WASHINGTON, DC – Three former U.S. attorneys general — including Bill Barr, who does not support Donald Trump’s campaign for the Republican nomination — insist that Trump is constitutionally qualified to be on the presidential ballot, in a U.S. Supreme Court brief their lawyers filed on Thursday.
Along with Barr, former Republican Attorneys General Edwin Meese III and Michael B. Mukasey, as well as several law professors, comprised the amicus in the Trump v. Anderson brief. After the Colorado Supreme Court ruled in a 4-3 decision that Section Three of the Fourteenth Amendment, colloquially known as the “Insurrection Clause,” bars Trump from the ballot, his legal team and the Republican Party of Colorado challenged the effort.
The brief, filed by counsel Gene Schaerr of Schaerr Jaffe LLP, argues that the Colorado court’s decision is a “misrepresentation” of the clause and, if upheld, the “ruling would create a precedent with ruinous consequences for our democratic republic.”
The argument at the center of the brief –of which law professors Steven Calabresi and Gary Lawson and the group Citizens United are also Amici Curiae– is that the clause does not pertain to candidates for the presidency:
This is evident in Section 3’s text, which omits the President, instead specifying certain offices such as Senator and Representative. Earlier versions of the proposed text included President and Vice President, but later versions excluded those offices, and instead disqualified presidential electors who would choose the occupants of the presidential and vice presidential offices.
The amicus cites the historical record of the Fourteenth Amendment, which was passed soon after the United States Civil War in 1868.
“Historical records, moreover, reveal that the Framers and ratifiers of the Fourteenth Amendment were not concerned that a Confederate leader could attain the presidency,” the brief noted. Instead, the framers and ratifiers harbored worries “that former Confederates might be elected to the House or Senate, which explains why those offices are enumerated in Section 3.”
“Winning offices in States of the former Confederacy was the only realistic risk, and Section 3 was tailored to address that concern,” the brief adds.
What is more, the language of the text lists a hierarchy ranking of public officials, beginning with U.S. Senators and U.S. Representatives, as the brief highlights, and makes no explicit mention of the office of the presidency. The brief argues that other language included in the section was not understood historically to include the presidency:
The text speaks to a hierarchy of public offices in descending rank order, and its reference to an “officer of the United States” low in that hierarchical list cannot include a President because an office “under the United States” and “officer of the United States” did not include the presidency as those terms were historically understood.
The amicus goes on to assert that “even if the conclusion that he engaged in an insurrection were correct, President Trump cannot be excluded from any presidential election ballot on that basis.”
Under the second key argument, they note that Section Three is not self-executing and, therefore, led to Congress eventually establishing a federal insurrection statute, 18 U.S.C. § 2383, which bars someone convicted of rebellion or insurrection from serving in any political office.
“But President Trump has never even been charged with violating Section 2383, much less convicted under it,” the brief reads.
Thirdly, the amicus argues the “Court should resist any interpretation of Section 3 that empowers partisan public officials to unilaterally disqualify politicians from the opposing party.” Notably, Maine Secretary of State Shenna Bellows has followed the Colorado Supreme Court’s move and unilaterally ruled that Trump is ineligible for the Maine ballot, citing the “Insurrection Clause.”

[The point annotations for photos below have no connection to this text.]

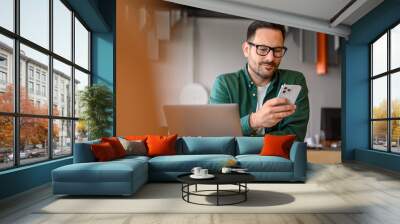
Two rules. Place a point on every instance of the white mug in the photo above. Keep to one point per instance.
(196, 170)
(203, 172)
(226, 170)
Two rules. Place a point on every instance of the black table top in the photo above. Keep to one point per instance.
(220, 178)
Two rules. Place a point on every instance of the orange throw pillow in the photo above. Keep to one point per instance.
(103, 152)
(136, 137)
(277, 145)
(161, 145)
(116, 145)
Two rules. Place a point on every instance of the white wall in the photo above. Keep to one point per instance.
(203, 48)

The brief proposes “a hypothetical in which the partisan shoe is on the other foot,” reading:
If the Colorado decision were correct, the Georgia Secretary of State, a Republican, could unilaterally disqualify President Biden, a Democrat, from that swing State’s ballot one day before the ballot certification deadline—perhaps finding that some of President Biden’s policies were lawless in such a manner as to constitute, in the Secretary’s view, an “insurrection.” Other Republican officials are threatening to do just that.

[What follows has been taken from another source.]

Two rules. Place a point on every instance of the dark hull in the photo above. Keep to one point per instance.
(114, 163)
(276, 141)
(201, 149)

Ultimately, the brief concludes that without a new statute to Section Three of the Fourteenth Amendment passed by the U.S. Congress, it bars no American from running for the presidency.
The full text of Section Three of the Fourteenth Amendment is below:
No person shall be a Senator or Representative in Congress, or elector of President and Vice-President, or hold any office, civil or military, under the United States, or under any State, who, having previously taken an oath, as a member of Congress, or as an officer of the United States, or as a member of any State legislature, or as an executive or judicial officer of any State, to support the Constitution of the United States, shall have engaged in insurrection or rebellion against the same, or given aid or comfort to the enemies thereof. But Congress may by a vote of two-thirds of each House, remove such disability.
The case is Trump v. Anderson, No. 23-719, in the Supreme Court of the United States of America.
Disclosure: Ken Klukowski, senior legal contributor at Breitbart News, is senior counsel at Schaerr Jaffe and co-authored the brief with Gene Schaerr.